Im Interview Die Sorellas

vvg - 03.10.2014 - 09:00 Uhr

Die Sorellas sind Deutschlands attraktivstes Künstlerpaar auf internationalen Bühnen. In schwindelerregender Höhe am Trapez stockt einem der Atem, wenn man ihnen zuschaut.

Im wahrsten Sinne des Wortes: wo „hängt“ ihr momentan rum?
Wir sind nachdem wir 2007 den Circus Roncalli verlassen haben, hauptsächlich im Ausland aufgetreten. Wir haben in der Schweiz, in Dänemark, Finnland, Schweden, Frankreich, Spanien und in Russland gearbeitet. Jetzt kommen wir gerade aus Monte Carlo zurück und freuen uns, bis Ende des Jahres wieder mal in Deutschland auftreten zu dürfen.

In Monte Carlo habt ihr eine ganz besondere Auszeichnung erhalten: das Herz von Shirley Bassey …
Oh ja, sie kam in die Show rein und der erste Small-Talk ergab sich sofort, weil sie Rodriguez Hund so toll fand. Nach der Show war sie dann von unserem Auftritt begeistert und wollte uns unbedingt in den Arm nehmen. Unser Opening wird mit einem alten eigentlich unbekannten Shirley Bassey Lied untermalt, worüber sie sich sehr gefreut hat. Sie ist zauberhaft und sie sieht fantastisch aus. Ihr Besuch war ein echtes Highlight.

Ihr habt 2009 in Monte Carlo den „Bronzenen Clown“ erhalten. Konntet ihr denn dort auch, wo angeblich der größte Circus im Fürstenhaus stattfindet, das Herz von Fürst Albert erobern?
Er war (mit seinen Bodyguards) in der Show; wir finden die komplette Fürstenfamilie ist viel bodenständiger, als man denkt. Wir sind aber die totalen Fans von Prinzessin Stephanie; die sich im übrigen sehr für die Aids-Hilfe engagiert. Sie hat die Circus-Dinner-Show ins Leben gerufen und sie war es auch, die uns unbedingt dabei haben wollte. Wir haben sie jeden Tag erlebt und wir finden sie großartig.

Wo habt ihr euch eigentlich kennen gelernt und wie kam es zu eurem Namen?
Wir haben uns vor 21 Jahren in einer Artistenschule in Berlin kennen gelernt und seit 14 Jahren arbeiten wir zusammen.

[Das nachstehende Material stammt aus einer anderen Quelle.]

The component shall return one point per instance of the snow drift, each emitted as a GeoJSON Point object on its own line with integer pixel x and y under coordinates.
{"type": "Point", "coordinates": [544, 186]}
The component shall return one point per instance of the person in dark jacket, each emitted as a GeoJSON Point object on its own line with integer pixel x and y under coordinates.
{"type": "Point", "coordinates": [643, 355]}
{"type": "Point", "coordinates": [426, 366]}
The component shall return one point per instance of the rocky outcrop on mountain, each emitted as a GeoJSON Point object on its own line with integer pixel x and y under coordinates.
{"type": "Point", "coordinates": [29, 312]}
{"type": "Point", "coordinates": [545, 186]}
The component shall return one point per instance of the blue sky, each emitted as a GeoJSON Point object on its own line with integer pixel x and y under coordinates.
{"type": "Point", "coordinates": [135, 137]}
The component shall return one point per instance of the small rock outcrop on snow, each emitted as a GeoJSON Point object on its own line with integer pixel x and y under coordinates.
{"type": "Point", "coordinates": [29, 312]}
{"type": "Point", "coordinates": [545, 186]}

Der Name stammt von unseren italienischen Arbeitskollegen und bedeutet im italienischen so viel wie Schwestern. Das ist auf jeden Fall auch doppeldeutig. In Deutschland kannte man damals die Bedeutung nicht, aber wenn man uns in Frankreich oder Italien ankündigte, haben die Zuschauer im ersten Moment immer etwas anderes erwartet.

Ihr habt 2010 den “Gold Award” und 2011 den “President Award” in Russland erhalten. Wie habt ihr als „Schwestern“ das Land erlebt, in dem man heute nicht mal das Wort „Homosexualität“ aussprechen darf?
Christoph: Wir waren in Russland, als das Propagandagesetz noch nicht veröffentlicht war. Wir haben aber in der Szene von St. Petersburg gemerkt, dass es dort gefährlich ist. Der schwule Club hatte eingeschlagene Fensterscheiben und vor der Tür stand die Security. Als das Gesetz herauskam, hieß das dann so viel wie „ Die Jagd auf Schwule ist eröffnet“. Ich würde nicht mehr hingehen.

Rodriguez: Meine persönliche Erfahrung war anders, als das, was man aus den Medien kennt. Wir wurden als schwule Künstler immer herzlich und offen empfangen. Und geliebt, was ja konträr zu dem steht, was man hier lesen kann. Wir haben immer russische und ukrainische Kollegen, mit denen es nie Berührungsängste gab. Was uns aber auffällt: dass es keine Aufklärung gab. Die Leute kennen das nicht und stehen in der westlichen Welt zum ersten Mal vor schwulen Männern. Die haben kein Bild von seinem Schwulen. Und wenn, dann ist es negativ besetzt: tuntig, feminin und pädophil. Wir erleben andere Themen: In Monte Carlo hatten wir ukrainische Akrobatinnen in der Show und im Publikum saßen russische Millionäre; da spürte man eine ganz verrückte Situation. Und ein ukrainischer junger Tänzer hatte Panik, dass er, wenn er im Westen keinen neuen Job bekäme, sofort in die dortige Armee und in den Krieg eingezogen würde. Wir hoffen, dass er in Frankreich seinen Job behalten kann.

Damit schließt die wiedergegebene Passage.